To meet that hunger, the Democrats are offering two respected but shopworn male politicians, Blanchard and Bonior. There is a “fresh” face too: The McNamara machine’s former legal rubber-stamp — oops — corporation counsel, Jennifer Granholm, whose knowledge of state government prompted veteran legislator Alma Wheeler Smith, now running for lieutenant governor with Bonior, to label her “totally unqualified.”

Well, that’s the field. And voters not overly enamored with the Democrats ought at least to get to know the good doctor, state Sen. John Schwarz, a physician from Battle Creek who for some mysterious reason has always been called Joe.

Two years ago, Old Joe accomplished something no Democrat ever has: He royally kicked John Engler’s ass, doing so by organizing John McCain’s successful Michigan primary campaign against George W. Bush.

Now, Schwarz is running for governor. There are plenty of issues on which most readers of this column may disagree with him. He loves the military and served not only in the Navy, but with the CIA. On most issues, he’s a fiscal conservative, though he has been perhaps the biggest supporter of Michigan’s university system in the Legislature.

He’s gruff, cranky, slightly bearlike and not against calling someone he disagrees with a “raving asshole.” But despite all that, or maybe because of it, he’s probably the most refreshing, down to earth, common-sense politician in the state.

Most Democrats regularly bend their knees to the bosses of organized labor, which is a trifle different from standing up for workers’ rights. Republican orthodoxy is worse. The gun lobby and right-to-life like to brag privately that they can make or break any GOP candidate for state office, and indeed, most ambitious Republicans will do about anything to avoid annoying the most rabid of them.

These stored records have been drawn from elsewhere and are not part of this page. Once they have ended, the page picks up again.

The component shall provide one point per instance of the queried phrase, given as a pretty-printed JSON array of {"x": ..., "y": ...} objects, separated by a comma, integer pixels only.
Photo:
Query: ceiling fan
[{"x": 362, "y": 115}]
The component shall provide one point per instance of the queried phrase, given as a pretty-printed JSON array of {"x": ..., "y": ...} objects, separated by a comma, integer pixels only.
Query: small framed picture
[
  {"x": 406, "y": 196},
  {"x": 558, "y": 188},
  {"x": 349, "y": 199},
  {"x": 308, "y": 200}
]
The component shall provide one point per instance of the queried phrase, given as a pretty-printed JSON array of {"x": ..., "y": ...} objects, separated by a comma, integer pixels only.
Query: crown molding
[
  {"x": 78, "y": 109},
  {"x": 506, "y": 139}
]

Except Schwarz, a medical doctor — a surgeon — who thinks Roe vs. Wade is “settled law,” and government ought to back off. “Abortion should be safe, legal and rare.” When Republican lemmings lined up in lockstep to give everyone from Dipsy to La-La the right to carry concealed weapons, Schwarz vehemently opposed it.

“Stupidest law I’ve ever seen,” he said.

What are you? I asked once. “A raging middle-of-the-roader,” he told me. “I’m so solidly in the middle on most issues that everyone on both extremes will be mad at me.” What he thinks is that the governor’s job is to “protect people from the avoidable hazards of life. To try and make sure that they have a job, and that the job has benefits and that they can live, own a home and support a family.”

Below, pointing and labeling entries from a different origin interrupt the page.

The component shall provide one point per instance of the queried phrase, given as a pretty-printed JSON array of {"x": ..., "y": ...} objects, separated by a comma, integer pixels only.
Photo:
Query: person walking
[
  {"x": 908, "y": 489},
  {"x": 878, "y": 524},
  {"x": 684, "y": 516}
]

That includes health care. “I’m a doctor in private practice, but look. This is the United States of America, and health care is a right,” he said. A guy who makes half a million dollars a year has no more right to high-quality health care than a mother who has a couple of kids, a minimum-wage job and gets no health insurance on the job.

“Is our system going to become more of a government-financed health care system? Yes it is,” he answered rhetorically. “It is going to evolve that way. The handwriting is on the wall,” he added, and proceeded to tell me how he would dissect and reassemble state-administered Medicare to make it work better.

What hit me was a wave of nostalgia. Once, there were a fair number of principled, sensible Republicans like him, people one could imagine voting for, especially when the Democrats nominated, as they often do, a clunker.

But that doesn’t happen much anymore in the world of today’s polarized politics. Personally, I think nominating someone like Schwarz would be the best thing that could happen to both parties, not to mention politics in this state. Whoever the Democrats nominate would have to work harder to earn the votes of normal Michiganders.

Schwarz knows this will be hard. “I’ve got to get (moderates) to come out and vote in the primary. If it is the same 19 percent of single-issue voters who traditionally come out to vote in a Republican primary, I’m toast.”

“And therein lies the challenge.” He leaned over and grinned. “Sure, I like people. But I don’t think people should expect the governor to be their best buddy. In fact, sometimes I’m a hardworking prick. But if that’s what it takes, that’s fine.”

Politics, in other words, for grown-ups. Yeah, we’re probably not ready. But wouldn’t it be damned tempting to give it a chance?